L’oxycodone, la molécule active de l’OxyContin, est un puissant antidouleur de la famille des opioïdes, dont l’une des caractéristiques est d’être très addictive. Pour cette raison, son administration était surtout réservée aux malades de cancer en phase terminale ou dans les cas de chirurgie lourde. Mais à partir de 1996, avec l’arrivée sur le marché de l’OxyContin commercialisé par Purdue Pharma, cette substance a été l’objet de prescriptions massives aux États-Unis, du fait d’une grosse opération de marketing auprès des médecins, où on leur faisait croire à la faible dangerosité du produit en minimisant ses risques addictifs. La prescription de l’OxyContin et d’autres opioïdes à grande échelle a provoqué une explosion du nombre d’addictions et de décès. Entre 1999 et 2021, les Centers for Disease Control and Prevention (CDC – Centres de contrôle et de prévention des maladies américains) ont comptabilisé près de 645 000 décès par surdose d’opioïdes aux États-Unis, notamment en raison d’une augmentation des prescriptions sur ordonnance, en particulier de l’OxyContin.

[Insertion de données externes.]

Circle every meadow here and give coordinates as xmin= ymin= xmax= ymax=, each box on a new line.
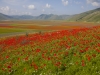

McKinsey prête à payer 230 millions de dollars supplémentaires

Purdue Pharma a été poursuivie et condamnée à une amende de 634 millions de dollars pour publicité mensongère en 2007 et a conclu en 2019 un accord amiable pour solder une plainte de l’Oklahoma, mais l’entreprise pharmaceutique n’est pas la seule à être tenue pour responsable dans cette affaire. Ses agences-conseil McKinsey et Publicis Health sont également poursuivies pour leur rôle dans la désinformation, la stratégie de promotion et les techniques de vente agressives du médicament. McKinsey a accepté de verser en 2021 la somme de 641,5 millions de dollars pour régler des contentieux avec les procureurs généraux des 50 États américains. Deux ans plus tard, le cabinet a accepté de verser 230 millions supplémentaires pour stopper les milliers d’autres poursuites engagées contre lui. Mais cet accord doit encore être approuvé par un juge.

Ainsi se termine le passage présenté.